Little Fugitive. Directed by Morris Engel, Ruth Orkin, Ray Ashley
1953 . 80 min . 35mm
This Academy Award-nominated and Venice Film Festival Silver Lion-winning film famously inspired Truffaut's early works with its handheld style and focus on children. Left at home as his mother visits their ailing grandmother, 7-year-old Brooklynite Joey flees to Coney Island to hide after a mischievous prank leads him to believe he's killed his older brother Lennie. Joey earns a few bucks from depositing soda bottles, and indulges himself with amusement rides and junk food. As the weekend progresses, Joey finds shelter under the boardwalk, and Lennie begins an equally adventurous search for his missing kid brother.
Meaning of Robots. Directed by Matt Lenski
2011 . 4 min. HDCAM
This short film profiles the benevolent Mike Sullivan, who has been in the process of shooting a stop-motion robot sex film in his New York City apartment for the last ten years. Obsessed with the meticulous construction of the miniature robot porn stars, his apartment now overflows with thousands, leaving him only tiny paths to navigate and no place to film his epic.

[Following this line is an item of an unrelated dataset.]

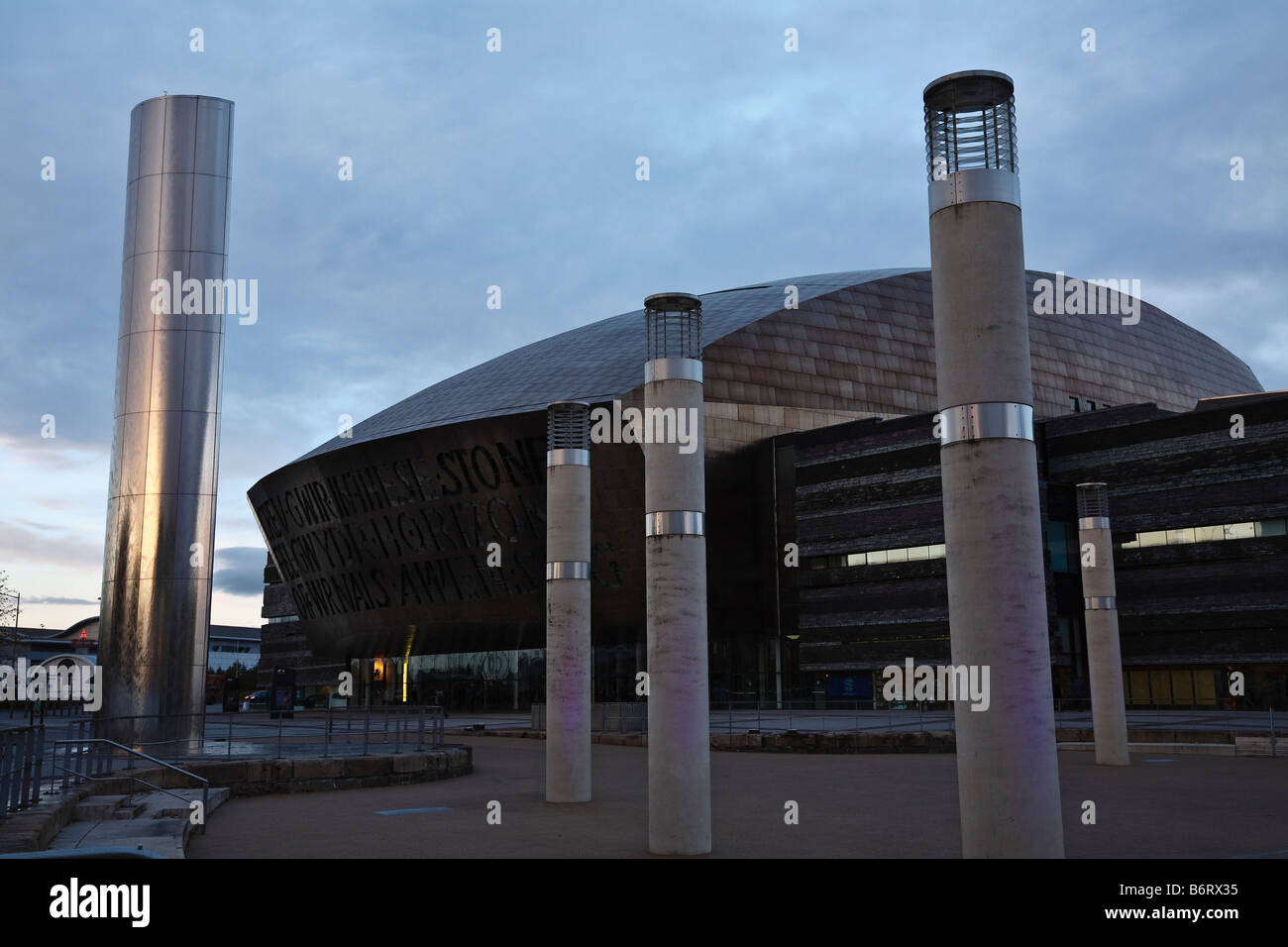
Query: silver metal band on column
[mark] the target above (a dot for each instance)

Northern Lights. Directed by John Hanson, Rob Nilsson
1978 . 95 min . 35mm
Northern Lights dramatizes the story of a group of immigrant Scandinavian farmers in North Dakota who founded the The Nonpartisan League in the early 1900s. The League, one of the most successful and little known Populist movements in US history, existed on a platform of Socialist values opposed to the control of labor by bankers and suppliers. Framed as the reminiscences of the 94 year old real-life labor leader Henry Martinson, and filmed in the actual locations of the events dramatized, Northern Lights captures the distinct beauty and harsh reality of the immigrants’ lives. Made with professional and nonprofessional actors, and produced by the collective Cine Manifest, the film had a grassroots release in North Dakota and Minnesota before going to the Cannes Film Festival and touring the rest of the United States.